In its apparent motion around the Earth (while in fact the Earth revolves around it - I did tell you to read the astronomy page), there is a position of the Sun in the sky for which the stick's shadow is shortest.
We then take the interval between two identical solar positions in the same season (for example, the spring equinox) to define our time unit: the tropical year. On average, it is 365.24221935 days. We call this unit a year and may divide it into arbitrary subdivisions (say... 12). We have just invented a solar calendar.
A solar calendar is therefore a calendar that uses solar cycles (in days) as its unit of time.
The Gregorian calendar (the one we use in France) is an example of a solar calendar.
The hardest part is making sure that the average number of days over several years matches the mean tropical year. The fewer years needed to reach that average value, the better the calendar.
Lunisolar calendar
An obvious question follows: why not try to reconcile both types and account for both lunar and solar cycles?
That is exactly the aim of lunisolar calendars. The main difficulty is reconciling the two cycles, because 12 lunar months are far from matching the length of a solar year. So from time to time, a lunar month must be added to a solar year to stop the two from drifting apart.
A lunisolar calendar is therefore a calendar that uses both lunar and solar cycles (in days) as units of time.

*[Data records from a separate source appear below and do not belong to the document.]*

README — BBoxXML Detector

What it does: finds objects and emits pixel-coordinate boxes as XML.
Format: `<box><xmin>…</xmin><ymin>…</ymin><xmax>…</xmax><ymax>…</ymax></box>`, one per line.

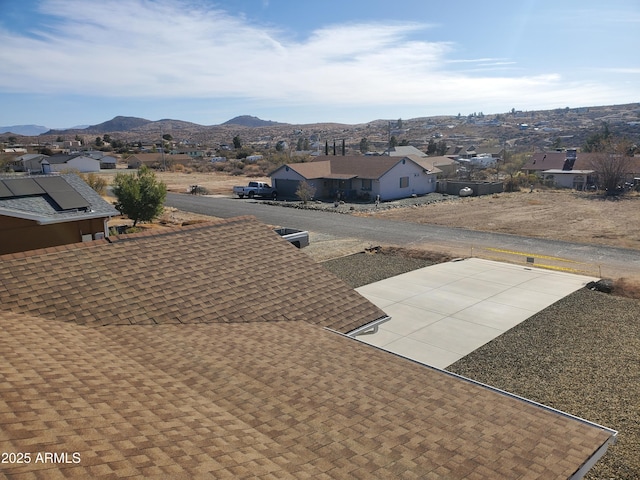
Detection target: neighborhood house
<box><xmin>270</xmin><ymin>155</ymin><xmax>438</xmax><ymax>201</ymax></box>
<box><xmin>0</xmin><ymin>173</ymin><xmax>119</xmax><ymax>255</ymax></box>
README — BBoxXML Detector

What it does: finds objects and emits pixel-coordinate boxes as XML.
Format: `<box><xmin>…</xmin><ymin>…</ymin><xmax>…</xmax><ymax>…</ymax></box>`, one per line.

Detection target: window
<box><xmin>399</xmin><ymin>176</ymin><xmax>409</xmax><ymax>188</ymax></box>
<box><xmin>361</xmin><ymin>179</ymin><xmax>372</xmax><ymax>191</ymax></box>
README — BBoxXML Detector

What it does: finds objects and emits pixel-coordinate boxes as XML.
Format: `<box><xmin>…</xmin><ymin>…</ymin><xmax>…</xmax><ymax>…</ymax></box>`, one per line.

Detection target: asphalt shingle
<box><xmin>0</xmin><ymin>216</ymin><xmax>616</xmax><ymax>478</ymax></box>
<box><xmin>0</xmin><ymin>216</ymin><xmax>386</xmax><ymax>333</ymax></box>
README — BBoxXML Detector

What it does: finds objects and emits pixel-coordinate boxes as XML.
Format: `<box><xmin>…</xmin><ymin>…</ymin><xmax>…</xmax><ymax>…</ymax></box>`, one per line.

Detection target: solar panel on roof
<box><xmin>0</xmin><ymin>181</ymin><xmax>14</xmax><ymax>198</ymax></box>
<box><xmin>3</xmin><ymin>178</ymin><xmax>46</xmax><ymax>196</ymax></box>
<box><xmin>34</xmin><ymin>176</ymin><xmax>90</xmax><ymax>211</ymax></box>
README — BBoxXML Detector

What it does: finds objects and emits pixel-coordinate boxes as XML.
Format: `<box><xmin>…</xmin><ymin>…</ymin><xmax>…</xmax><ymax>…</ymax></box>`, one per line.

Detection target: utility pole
<box><xmin>160</xmin><ymin>127</ymin><xmax>166</xmax><ymax>171</ymax></box>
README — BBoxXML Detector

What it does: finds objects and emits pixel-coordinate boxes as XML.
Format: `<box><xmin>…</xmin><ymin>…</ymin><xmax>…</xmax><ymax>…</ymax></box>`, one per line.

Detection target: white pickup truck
<box><xmin>233</xmin><ymin>181</ymin><xmax>278</xmax><ymax>199</ymax></box>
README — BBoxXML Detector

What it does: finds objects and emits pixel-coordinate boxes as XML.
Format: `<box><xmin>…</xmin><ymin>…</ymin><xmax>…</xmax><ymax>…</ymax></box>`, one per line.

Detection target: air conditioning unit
<box><xmin>94</xmin><ymin>232</ymin><xmax>105</xmax><ymax>240</ymax></box>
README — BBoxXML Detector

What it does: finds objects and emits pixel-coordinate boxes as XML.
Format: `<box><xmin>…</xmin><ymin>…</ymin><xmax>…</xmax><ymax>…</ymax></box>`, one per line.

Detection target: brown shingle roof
<box><xmin>282</xmin><ymin>156</ymin><xmax>405</xmax><ymax>180</ymax></box>
<box><xmin>0</xmin><ymin>216</ymin><xmax>385</xmax><ymax>333</ymax></box>
<box><xmin>0</xmin><ymin>215</ymin><xmax>616</xmax><ymax>478</ymax></box>
<box><xmin>523</xmin><ymin>151</ymin><xmax>640</xmax><ymax>175</ymax></box>
<box><xmin>0</xmin><ymin>311</ymin><xmax>613</xmax><ymax>479</ymax></box>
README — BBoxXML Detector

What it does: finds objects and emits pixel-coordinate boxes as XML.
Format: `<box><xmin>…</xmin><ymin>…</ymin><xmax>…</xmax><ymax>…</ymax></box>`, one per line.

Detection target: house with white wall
<box><xmin>44</xmin><ymin>154</ymin><xmax>101</xmax><ymax>173</ymax></box>
<box><xmin>270</xmin><ymin>155</ymin><xmax>437</xmax><ymax>201</ymax></box>
<box><xmin>542</xmin><ymin>169</ymin><xmax>595</xmax><ymax>190</ymax></box>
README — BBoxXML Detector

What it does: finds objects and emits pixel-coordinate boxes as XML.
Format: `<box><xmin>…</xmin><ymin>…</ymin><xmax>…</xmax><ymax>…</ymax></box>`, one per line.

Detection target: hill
<box><xmin>0</xmin><ymin>125</ymin><xmax>49</xmax><ymax>136</ymax></box>
<box><xmin>45</xmin><ymin>116</ymin><xmax>154</xmax><ymax>135</ymax></box>
<box><xmin>5</xmin><ymin>103</ymin><xmax>639</xmax><ymax>153</ymax></box>
<box><xmin>222</xmin><ymin>115</ymin><xmax>285</xmax><ymax>127</ymax></box>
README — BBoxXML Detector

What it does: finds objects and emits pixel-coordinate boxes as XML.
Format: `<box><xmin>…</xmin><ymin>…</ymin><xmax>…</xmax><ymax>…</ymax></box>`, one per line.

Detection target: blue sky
<box><xmin>1</xmin><ymin>0</ymin><xmax>638</xmax><ymax>128</ymax></box>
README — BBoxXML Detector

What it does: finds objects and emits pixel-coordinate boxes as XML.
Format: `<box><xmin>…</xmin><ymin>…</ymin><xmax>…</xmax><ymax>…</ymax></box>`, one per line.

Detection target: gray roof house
<box><xmin>7</xmin><ymin>153</ymin><xmax>49</xmax><ymax>172</ymax></box>
<box><xmin>0</xmin><ymin>173</ymin><xmax>119</xmax><ymax>255</ymax></box>
<box><xmin>44</xmin><ymin>153</ymin><xmax>101</xmax><ymax>173</ymax></box>
<box><xmin>82</xmin><ymin>150</ymin><xmax>118</xmax><ymax>168</ymax></box>
<box><xmin>270</xmin><ymin>155</ymin><xmax>437</xmax><ymax>201</ymax></box>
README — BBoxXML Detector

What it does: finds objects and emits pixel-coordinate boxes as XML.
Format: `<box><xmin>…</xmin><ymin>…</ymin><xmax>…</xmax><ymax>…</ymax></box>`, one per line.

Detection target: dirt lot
<box><xmin>358</xmin><ymin>189</ymin><xmax>640</xmax><ymax>250</ymax></box>
<box><xmin>99</xmin><ymin>168</ymin><xmax>270</xmax><ymax>195</ymax></box>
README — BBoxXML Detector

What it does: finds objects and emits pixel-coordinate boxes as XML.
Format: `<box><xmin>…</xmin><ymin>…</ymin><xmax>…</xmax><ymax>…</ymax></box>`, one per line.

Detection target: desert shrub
<box><xmin>191</xmin><ymin>163</ymin><xmax>215</xmax><ymax>173</ymax></box>
<box><xmin>112</xmin><ymin>166</ymin><xmax>167</xmax><ymax>226</ymax></box>
<box><xmin>109</xmin><ymin>225</ymin><xmax>143</xmax><ymax>235</ymax></box>
<box><xmin>79</xmin><ymin>172</ymin><xmax>108</xmax><ymax>195</ymax></box>
<box><xmin>172</xmin><ymin>163</ymin><xmax>185</xmax><ymax>172</ymax></box>
<box><xmin>295</xmin><ymin>180</ymin><xmax>316</xmax><ymax>203</ymax></box>
<box><xmin>189</xmin><ymin>185</ymin><xmax>208</xmax><ymax>195</ymax></box>
<box><xmin>504</xmin><ymin>177</ymin><xmax>521</xmax><ymax>192</ymax></box>
<box><xmin>613</xmin><ymin>278</ymin><xmax>640</xmax><ymax>299</ymax></box>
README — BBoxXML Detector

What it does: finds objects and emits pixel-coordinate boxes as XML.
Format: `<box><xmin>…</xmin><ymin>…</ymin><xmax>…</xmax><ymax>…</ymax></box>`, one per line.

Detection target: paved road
<box><xmin>166</xmin><ymin>193</ymin><xmax>640</xmax><ymax>276</ymax></box>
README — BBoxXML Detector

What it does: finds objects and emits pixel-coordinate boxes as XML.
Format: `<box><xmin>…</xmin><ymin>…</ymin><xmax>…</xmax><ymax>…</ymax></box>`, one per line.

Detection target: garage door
<box><xmin>273</xmin><ymin>179</ymin><xmax>300</xmax><ymax>199</ymax></box>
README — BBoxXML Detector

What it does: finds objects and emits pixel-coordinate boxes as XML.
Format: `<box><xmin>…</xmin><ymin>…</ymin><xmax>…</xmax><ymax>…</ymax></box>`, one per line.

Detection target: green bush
<box><xmin>112</xmin><ymin>166</ymin><xmax>167</xmax><ymax>226</ymax></box>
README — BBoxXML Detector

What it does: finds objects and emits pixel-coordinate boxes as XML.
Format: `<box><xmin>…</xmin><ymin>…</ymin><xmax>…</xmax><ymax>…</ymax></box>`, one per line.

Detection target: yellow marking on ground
<box><xmin>477</xmin><ymin>253</ymin><xmax>598</xmax><ymax>276</ymax></box>
<box><xmin>484</xmin><ymin>247</ymin><xmax>586</xmax><ymax>264</ymax></box>
<box><xmin>532</xmin><ymin>263</ymin><xmax>589</xmax><ymax>274</ymax></box>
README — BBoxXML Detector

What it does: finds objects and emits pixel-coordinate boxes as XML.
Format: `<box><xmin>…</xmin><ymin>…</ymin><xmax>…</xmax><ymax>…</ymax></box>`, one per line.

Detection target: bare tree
<box><xmin>590</xmin><ymin>139</ymin><xmax>633</xmax><ymax>195</ymax></box>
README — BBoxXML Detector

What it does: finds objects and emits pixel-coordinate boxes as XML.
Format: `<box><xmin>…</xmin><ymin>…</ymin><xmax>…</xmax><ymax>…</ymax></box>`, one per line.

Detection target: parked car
<box><xmin>233</xmin><ymin>181</ymin><xmax>277</xmax><ymax>199</ymax></box>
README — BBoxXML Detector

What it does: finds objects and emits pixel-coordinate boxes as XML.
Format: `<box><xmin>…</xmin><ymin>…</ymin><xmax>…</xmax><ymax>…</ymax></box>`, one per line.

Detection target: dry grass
<box><xmin>97</xmin><ymin>168</ymin><xmax>270</xmax><ymax>195</ymax></box>
<box><xmin>363</xmin><ymin>190</ymin><xmax>640</xmax><ymax>250</ymax></box>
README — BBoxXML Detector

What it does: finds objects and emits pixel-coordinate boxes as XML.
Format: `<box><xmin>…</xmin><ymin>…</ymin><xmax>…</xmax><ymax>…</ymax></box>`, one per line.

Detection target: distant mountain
<box><xmin>46</xmin><ymin>116</ymin><xmax>153</xmax><ymax>135</ymax></box>
<box><xmin>222</xmin><ymin>115</ymin><xmax>284</xmax><ymax>127</ymax></box>
<box><xmin>0</xmin><ymin>124</ymin><xmax>49</xmax><ymax>136</ymax></box>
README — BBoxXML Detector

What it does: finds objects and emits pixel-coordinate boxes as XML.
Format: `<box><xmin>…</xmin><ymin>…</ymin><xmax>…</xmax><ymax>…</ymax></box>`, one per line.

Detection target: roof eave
<box><xmin>569</xmin><ymin>434</ymin><xmax>618</xmax><ymax>480</ymax></box>
<box><xmin>0</xmin><ymin>209</ymin><xmax>117</xmax><ymax>225</ymax></box>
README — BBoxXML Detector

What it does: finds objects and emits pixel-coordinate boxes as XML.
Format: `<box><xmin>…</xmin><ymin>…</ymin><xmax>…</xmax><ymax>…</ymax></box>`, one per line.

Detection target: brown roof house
<box><xmin>524</xmin><ymin>149</ymin><xmax>640</xmax><ymax>173</ymax></box>
<box><xmin>523</xmin><ymin>150</ymin><xmax>640</xmax><ymax>188</ymax></box>
<box><xmin>270</xmin><ymin>155</ymin><xmax>438</xmax><ymax>201</ymax></box>
<box><xmin>0</xmin><ymin>173</ymin><xmax>119</xmax><ymax>255</ymax></box>
<box><xmin>0</xmin><ymin>216</ymin><xmax>616</xmax><ymax>478</ymax></box>
<box><xmin>405</xmin><ymin>154</ymin><xmax>458</xmax><ymax>178</ymax></box>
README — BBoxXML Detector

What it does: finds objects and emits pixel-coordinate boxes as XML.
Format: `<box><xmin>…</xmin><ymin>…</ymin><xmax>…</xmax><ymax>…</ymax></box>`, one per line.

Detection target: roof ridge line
<box><xmin>107</xmin><ymin>215</ymin><xmax>258</xmax><ymax>243</ymax></box>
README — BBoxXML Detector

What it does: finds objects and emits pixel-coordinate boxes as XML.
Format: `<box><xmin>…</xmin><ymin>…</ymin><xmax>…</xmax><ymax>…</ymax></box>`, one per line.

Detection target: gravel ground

The Hebrew calendar is an example of a lunisolar calendar.
Other possible types
Wandering calendar
What happens if a solar calendar is “built wrong”, whether intentionally or not? For example, if you only use 365-day years and never make longer years from time to time to approach an average year of 365.25 days?
What happens is similar to what happens in lunar calendars: gradually, the calendar drifts over time, so supposedly fixed festivals move through the seasons. Christmas, for instance, first celebrated in winter, would later occur in spring, then in summer...
Because of this drift, such calendars are called wandering calendars.
The ancient Egyptian calendar is an example of a wandering calendar.
Horizon calendar
For some peoples or civilizations without writing, one way to orient themselves in time is to know that the Sun rises or sets at a given point on the horizon according to the day of the year. This observation-based “calendar” is called a horizon calendar.
The Hopi calendar is an example of a horizon calendar.
Conclusion
The Sun and the Moon are the two celestial bodies that underpin most calendars.
Because it is the easiest to establish, the lunar calendar is the one we most often find among ancient calendars.
The solar calendar, because it requires astronomy notions (equinoxes, solstices...), often appears later, and its accurate development is much more delicate. It still preserves traces of older lunar calendars, such as the number of months, even if those months no longer correspond to the lunar month as a time unit.
And now we can set off to discover calendars from here and elsewhere, present-day and ancient.